Развод. У тебя есть дочь - стр. 25
— Мааам… Я с тобой за завтраками не разговаривала, а ты мне блузки гладила…
А потом плакала одна в квартире. Давала себе пятнадцать минут, а после шла к себе в мастерскую и уходила в запахи. Самый продаваемый аромат я создала тогда. Легкий, романтичный и теплый.
“Мечта о рассвете”.
— Мам…
— Я люблю тебя, Анфиса. Люблю.
20. Глава 20. А чего ты ожидал?
Аня кидает мне на диван бегемотика, щурится и шипит:
— Ты грустный.
Смотрю на бегемотика, потом на Аню, которая опять шагает прочь.
— Стой.
Останавливается и оглядывается:
— Чего?
— Мультики будешь смотреть?
Опять кривится, высказывая мне свое детское снисхождение.
Она меня ненавидит.
Она не знает, кто я на самом деле, но полна ко мне презрения, будто понимает, что я отказался от нее.
— Какие мультики.
— Да я без понятия, — подхватываю пульт и включаю телевизор, — какие показывают.
Листаю каналы до каких-то синих котят, которые тащат на тележке желтого цыпленка.
— Хм, — отзывается Аня.
Перевожу на нее недоуменный взгляд.
— И что же тут случилось? — задумчиво спрашивает она.
Затем смотрит на меня, на диван и шагает к дальнему креслу. Размещает со всеми удобствами Бублика в угол, и оглядывается:
— Пузанчику ничего не видно.
И обращается ко мне таким тоном, будто я тупой. Стиснув зубы усаживаю пузанчика, и чувствую себя идиотом.
Цыпленок спрыгивает с тележки и убегает от котят.
— Глупый, — Аня забирается в кресло и хмурится на меня, — или они плохие.
— Я не знаю.
— А что ты знаешь?
Медленно недоуменно моргаю, потому что улавливаю в голосе Ани взрослые презрительные нотки, которые она просто скопировала.
— Ты хоть что-нибудь знаешь?
Оп-па.
Это так с ней мамуля говорила? И эта пренебрежительно вскинутая бровь тоже от мамочки?
— Что ты молчишь?
И у меня взрослого мужика бежит озноб от ее едкого вопроса. От ее гримасы, в которой я узнаю ее мать.
— Смотри мультик.
— Выйди.
Я будто попал в какой-то ужастик, в котором мерзкий взрослый занял тело ребенка.

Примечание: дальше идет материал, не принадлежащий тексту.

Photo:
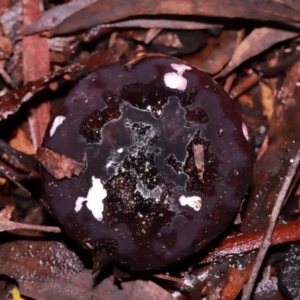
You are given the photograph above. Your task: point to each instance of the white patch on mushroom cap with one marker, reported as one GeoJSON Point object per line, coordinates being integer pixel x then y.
{"type": "Point", "coordinates": [245, 131]}
{"type": "Point", "coordinates": [94, 199]}
{"type": "Point", "coordinates": [57, 121]}
{"type": "Point", "coordinates": [194, 202]}
{"type": "Point", "coordinates": [175, 80]}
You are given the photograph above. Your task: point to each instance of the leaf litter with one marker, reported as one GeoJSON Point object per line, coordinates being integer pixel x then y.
{"type": "Point", "coordinates": [252, 48]}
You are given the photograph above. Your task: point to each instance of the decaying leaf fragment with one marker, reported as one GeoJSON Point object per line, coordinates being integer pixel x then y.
{"type": "Point", "coordinates": [58, 165]}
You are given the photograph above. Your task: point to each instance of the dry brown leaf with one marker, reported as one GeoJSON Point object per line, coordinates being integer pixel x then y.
{"type": "Point", "coordinates": [48, 270]}
{"type": "Point", "coordinates": [58, 165]}
{"type": "Point", "coordinates": [112, 10]}
{"type": "Point", "coordinates": [259, 40]}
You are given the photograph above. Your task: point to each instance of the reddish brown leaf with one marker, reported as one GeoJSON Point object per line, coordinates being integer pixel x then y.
{"type": "Point", "coordinates": [242, 243]}
{"type": "Point", "coordinates": [56, 15]}
{"type": "Point", "coordinates": [58, 165]}
{"type": "Point", "coordinates": [106, 11]}
{"type": "Point", "coordinates": [263, 38]}
{"type": "Point", "coordinates": [11, 102]}
{"type": "Point", "coordinates": [48, 270]}
{"type": "Point", "coordinates": [36, 64]}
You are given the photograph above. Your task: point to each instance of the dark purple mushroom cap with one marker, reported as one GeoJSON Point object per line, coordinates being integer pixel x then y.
{"type": "Point", "coordinates": [167, 162]}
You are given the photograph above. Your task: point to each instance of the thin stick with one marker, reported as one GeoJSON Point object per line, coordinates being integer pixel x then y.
{"type": "Point", "coordinates": [247, 290]}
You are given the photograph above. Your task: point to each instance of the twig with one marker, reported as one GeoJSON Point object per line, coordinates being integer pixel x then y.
{"type": "Point", "coordinates": [247, 290]}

— Это с тобой мама так говорит?
Аня отворачивается к телевизору и скрещивает руки на груди, пробубнив:
— Ты мне не нравишься. Лучше бы тетя Агая осталась.
— Аглая.
Меня одаривают таким взглядом, которого не у каждого взрослого встретишь. Брезгливый, надменный и выученный.
Сейчас в Ане нет самой Ани. Есть тень той, у которой она научилась надменным интонациям и недовольному лицу.
— Ты мне противен.
Все. Я в полном ступоре. Меня уделала пятилетка, которая хмыкает, устраивается в кресле поудобнее и смотрит синих котят и желтого цыпленка. Смеется, когда они кубарем катятся с горы, убирает волосы за ухо.
А чего я ожидал, собственно?
Вот он результат моей трусости.
Я не спасал семью. Не спасал, жену, Анфису или сына. Я спасал свою шкуру, которую изгваздал в говне.
Выхватываю телефон из кармана брюк, прикладываю к уху и вслушиваясь в гудки.
— Мы в процессе, — раздается напряженный голос Саши. — Я ее найду.
— Поторопись, — медленно выдыхаю.
— Заткнись! — рявкает Аня. И опять с недетскими интонациям. — Отвлекаешь!
— И, Саш, тебе придется передо мной серьезно объясниться, — смотрю перед собой, игнорируя маленькую жуткую девочку, которая в гневе щурится на меня. — И ускорься.
— Ускорься, — Аня передразнивает меня и щурится еще сильнее.
— Прекрати так делать, — откладываю телефон.
— А то ремня всыпешь?
— Так тебя все-таки обижали мама и папа, — хмурюсь. — Ремнем?